Et souvent je les joins l’automne à la charrue.
Leur parlant à leur gré un langage choisi,
Caressant de la main leur figure velue,
Leur front calme, leur flanc que le couchant roussit.

Ô cœur, ô cœur le mien, plein d’inquiète écume,
Bondissant et toujours vide et torrentueux,
Regarde ces bœufs doux et la glèbe qui fume
Comme un paisible autel, sois paisible comme eux.

Sois le cœur ingénu de ces grands bœufs, tes frères,
Qu’aucune vérité n’altère ou ne corrompt ;
Sois le cœur infini et profond de la terre,
Mirant un peu de ciel au dos bleu des sillons.

(À travers le Voile.)


AURORE


Dans l'étable nuiteuse encor les bœufs s’ébrouent,
Étirent lourdement leurs membres engourdis,
Réveillés tout à coup par un coq qui s’enroue
Et dont le cri strident semble un poignard brandi.
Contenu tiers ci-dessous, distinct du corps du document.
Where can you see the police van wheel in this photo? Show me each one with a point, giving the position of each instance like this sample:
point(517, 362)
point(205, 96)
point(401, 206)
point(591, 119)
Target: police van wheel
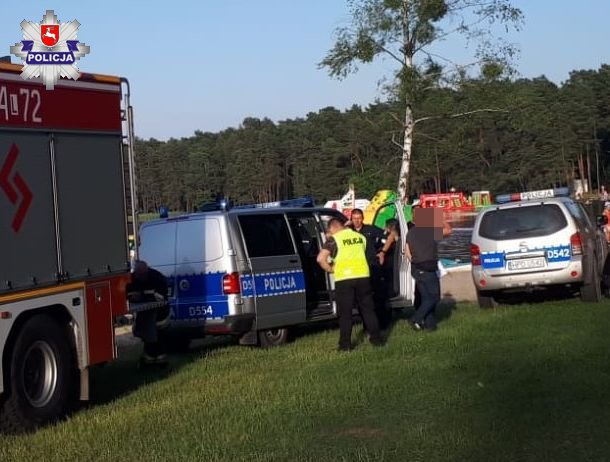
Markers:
point(273, 337)
point(41, 375)
point(486, 301)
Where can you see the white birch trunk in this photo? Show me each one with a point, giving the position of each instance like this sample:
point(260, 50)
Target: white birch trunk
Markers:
point(407, 146)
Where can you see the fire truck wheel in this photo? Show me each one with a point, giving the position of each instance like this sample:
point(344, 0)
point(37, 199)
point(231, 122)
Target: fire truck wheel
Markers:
point(273, 337)
point(41, 373)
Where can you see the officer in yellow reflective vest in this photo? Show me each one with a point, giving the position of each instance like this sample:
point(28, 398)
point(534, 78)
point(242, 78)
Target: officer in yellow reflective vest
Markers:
point(347, 251)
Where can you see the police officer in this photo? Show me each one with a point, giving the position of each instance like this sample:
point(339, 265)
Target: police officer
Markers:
point(149, 286)
point(374, 256)
point(347, 248)
point(422, 250)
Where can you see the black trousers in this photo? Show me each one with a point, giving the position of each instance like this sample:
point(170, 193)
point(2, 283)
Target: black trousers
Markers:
point(380, 298)
point(350, 293)
point(428, 285)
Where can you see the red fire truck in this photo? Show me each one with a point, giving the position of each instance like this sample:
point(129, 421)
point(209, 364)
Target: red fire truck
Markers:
point(67, 202)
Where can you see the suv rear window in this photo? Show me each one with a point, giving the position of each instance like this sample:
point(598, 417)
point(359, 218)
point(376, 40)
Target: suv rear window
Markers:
point(522, 222)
Trempé d’aube, dehors, le fumier resplendit
Contre un mur délabré qu’une lucarne troue,
Parmi des bois pourris, des socs, des vieilles roues,
Et lance vers le ciel des parfums attiédis.

Cernant une écurie ouverte au toit de mousse,
Qu’emplit un vibrement nuageux d’ombre rousse,
Du purin, noir brocard, s’étale lamé d’or,

Où fouillent du groin activement les porcs,
Et dans la paille humide et qu’ils ont labourée
Le soleil largement vautre sa chair pourprée.